The Microbead-Free Waters Act, passed by Congress, phases out the manufacture of face wash, toothpaste, and shampoo
containing plastic microbeads by July 1, 2017 and the sale of such beauty
products by July 1, 2018.
Scientists estimate that the ocean contains 5.25 trillion pieces of plastic debris. While just 269,000 tons of that floats on the surface, roughly four billion plastic microfibers per square kilometer clutter underwater ecosystems.
Given
those numbers, Steven Cohen, executive director of Columbia University's Earth
Institute, on Monday noted that "microbeads are only a small part of the
much larger problem of marine debris."
However,
Cohen says that the ban is a step towards addressing the larger issue of
manufacturers introducing products to market (such as face washes with
supposedly biodegradable plastic "scrubbers") without testing their
impact on the environment.
He
continues:
While
policy attention is focused on large, world-scale issues such as climate
change, the planet continues to die the death of a thousand cuts. We ignore the
day-to-day destruction that derives from an economic paradigm that has not yet
internalized the need to assess the environmental impacts of new technologies
and products.
It is clear that the hunger for economic growth and wealth pushes
business and governments to ignore environmental impacts that are considered an
inevitable byproduct of development.
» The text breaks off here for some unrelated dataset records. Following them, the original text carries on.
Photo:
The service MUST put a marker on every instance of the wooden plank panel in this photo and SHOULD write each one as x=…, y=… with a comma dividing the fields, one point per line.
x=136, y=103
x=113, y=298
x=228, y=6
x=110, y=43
But this fails to account for the costs
that will inevitably be borne when the damage must be cleaned up.
A more
careful production process with pollution control technologies may cost more in
the short run, but it saves money in the long run.
"In
a more crowded world with more and more technology being developed that can
damage living fauna, flora and beings, we need to understand the full impact of
the new technologies we are developing,"
Cohen writes. "This requires
a deeper understanding of earth systems science and a deeper understanding of
the main and side effects of all new technologies."